Understanding sensorial responses

Through the analysis of the sensorial responses, brand managers can fully understand consumer emotions because the latter are the source of the former. Two kinds of studies can be useful to understand the sensorial responses of customer engagement: (1) studies on the physiological reactions of emotions at the peripheral level; and (2) studies on the physiological reactions of emotions at the central level. Both are powerful in detecting what the individual is not aware of or what he or she is unable to verbalize or codify explicitly and voluntarily (Zaltman, 2003). They are regarded as the new frontier of research into emotions and the consumption experience, but their initial adoption dates back to the 1970s. Recently, the neurological investigation techniques applied to marketing studies, also referred to as neuromarketing, have allowed us, at least in part, to explore new dimensions of customer experiences. Research techniques on physiological reactions attempt to measure the unconscious reactions of individuals to marketing stimuli, believing that this kind of data can be more interesting than the story that the consumer provides of his/her experience. In particular, this type of application is used to study emotions and cognitive processes that involve memory, areas in which traditional research applications seem to show the greatest limits.

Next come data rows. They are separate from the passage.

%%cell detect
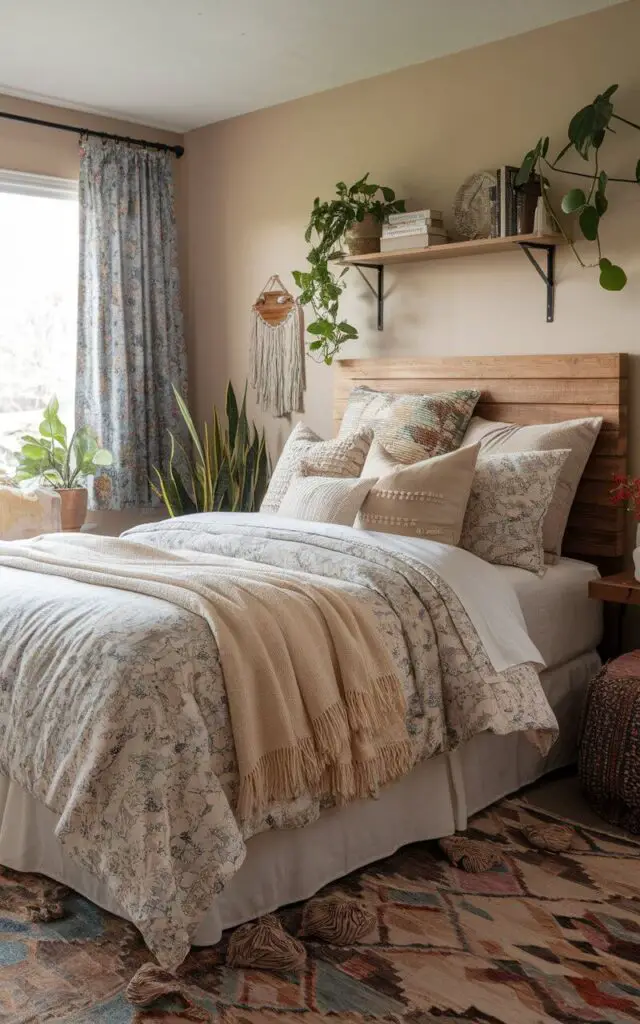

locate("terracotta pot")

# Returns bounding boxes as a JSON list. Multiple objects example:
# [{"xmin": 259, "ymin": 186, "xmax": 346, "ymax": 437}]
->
[
  {"xmin": 345, "ymin": 213, "xmax": 382, "ymax": 256},
  {"xmin": 57, "ymin": 487, "xmax": 88, "ymax": 529}
]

Studies on physiological reactions at the peripheral level focus on the sensory reactions of individuals, both with respect to stimuli from the outside world and to those from within. Over time and with advances in technology, research on peripheral physiological reactions has evolved, developing new and more sophisticated measurement systems. Biofeedback provides accurate measures of spontaneous, and unconscious and immediate, reactions of the individual, which can be analysed via a mix of biology, psychology', and electronics, especially in stress conditions.

The sensory-emotional analysis based on the reactions of the body ranges from the study of posture, hand movements, and physical proximity to the study of pupil dilation, to the analysis of the voice, to the analysis of the heartbeat, blood pressure, pulse, breathing, and temperature. For instance, facial expressions, as originally widely studied by Paul Ekman and Wallace V. Friesen, who developed the facial action coding system (FACS) in the 1960s, are the result of one or more action units; i.e., the smallest and most visible single actions of the facial muscles, combined together as a physiological manifestation of primary emotions. For example, primary emotions, as expressed by the movement of facial muscles, are sadness, happiness, surprise, anger, fear, anxiety, and disgust. The movement of the muscles also indicates whether or not the emotion is authentic; as for the smile, authenticity and simulation use different muscles. Disney films illustrate how physiological reactions can be useful in designing new products (Box 5.2).

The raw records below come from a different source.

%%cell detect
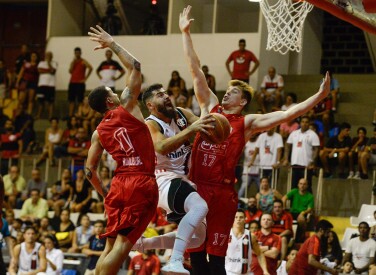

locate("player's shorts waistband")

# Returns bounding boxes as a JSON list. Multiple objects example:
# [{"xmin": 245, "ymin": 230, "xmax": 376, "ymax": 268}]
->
[{"xmin": 115, "ymin": 172, "xmax": 155, "ymax": 178}]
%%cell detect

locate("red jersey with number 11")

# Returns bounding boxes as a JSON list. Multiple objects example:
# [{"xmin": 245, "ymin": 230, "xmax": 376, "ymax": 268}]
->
[
  {"xmin": 190, "ymin": 105, "xmax": 245, "ymax": 188},
  {"xmin": 97, "ymin": 106, "xmax": 155, "ymax": 176}
]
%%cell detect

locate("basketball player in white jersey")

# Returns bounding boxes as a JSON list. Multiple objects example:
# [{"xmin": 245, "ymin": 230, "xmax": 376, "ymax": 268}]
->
[
  {"xmin": 134, "ymin": 84, "xmax": 214, "ymax": 274},
  {"xmin": 225, "ymin": 209, "xmax": 269, "ymax": 275},
  {"xmin": 9, "ymin": 226, "xmax": 47, "ymax": 275}
]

Understanding customer reactions to products is a priority for every customercentric company. The motion picture industry is no exception.

In 2017, Disney launched a facial-expression tracking system to identify audience reactions to movies (Deng et al., 2017). The system is based on a new algorithm, called "factorized variational autoencoders" (FVAEs), which use deep learning to automatically translate faces (and potentially any kind of image of a complex object) into a series of numerical data (latent representation or encoding). Disney Research, the California Institute of Technology (Caltech), and scholars at the Simon Fraser University in Canada collaborated in creating this new algorithm. The analysis works as follows:

  • 1. Gathering data. Infrared high-definition cameras capture motions and facial expressions in the dark that individuals make when watching movies. Specifically, data were gathered while watching 150 showings of nine Disney movies, including Big Hero 6, The Jungle Book, and Star Wars: The Force Awakens. These shows took place in the natural environment. Indeed, a 400-seat movie theatre was equipped with four infrared cameras. The latter captured 68 landmarks per face at a rate of two frames per second. A total of 3,1 79 audience members took part in the study.
  • 2. Converting images into numbers. These images of complex objects are then broken down into a set of numbers via the FVAEs. Each of the latter represents specific features that have been previously codified. For instance, one number captures the intensity of the smile, another one gets the diameter of the eyes, and so on.
  • 3. Using metadata. The data transformed via the algorithm - i.e., the sets of numbers - are then included into a network of metadata, so that links between several kinds of data can be created. For instance, the links between different physiological reactions expressed at several moments of time or expressed by different individuals can be analysed together. The final data set comprehends approximately 16 million bits of data, yielding some 16 million individual images of faces.
  • 4. Analysis and prediction. Once the neural network learns the patterns, and this step needs only a few minutes of observation, it can predict individual reactions, such as laughs and smiles, before their manifested expression.

Particular attention is paid to the relationship between emotion and pupil size. It is, in fact, the most uncontrollable emotional reaction of individuals and, for this reason, is considered more reliable for measurement purposes. This biofeedback is gathered through eye tracking, which is an increasingly common research instrument.

Further, the level of hand sweating is an emotional expression. To measure this phenomenon, a measurement called “galvanic skin response” (GSR) was developed, which evaluates the electrical conductivity of the surface of the skin of the hands. As excitement increases, the sebaceous cells of the skin of the hands increase the secretion, which, being salty, turns into a better electrical conductor than the skin in its normal situation. Consequently, the increase in the conductivity of the skin surface of the hands and the amount of electric current measured in ohms can be used as indicators of emotional excitement.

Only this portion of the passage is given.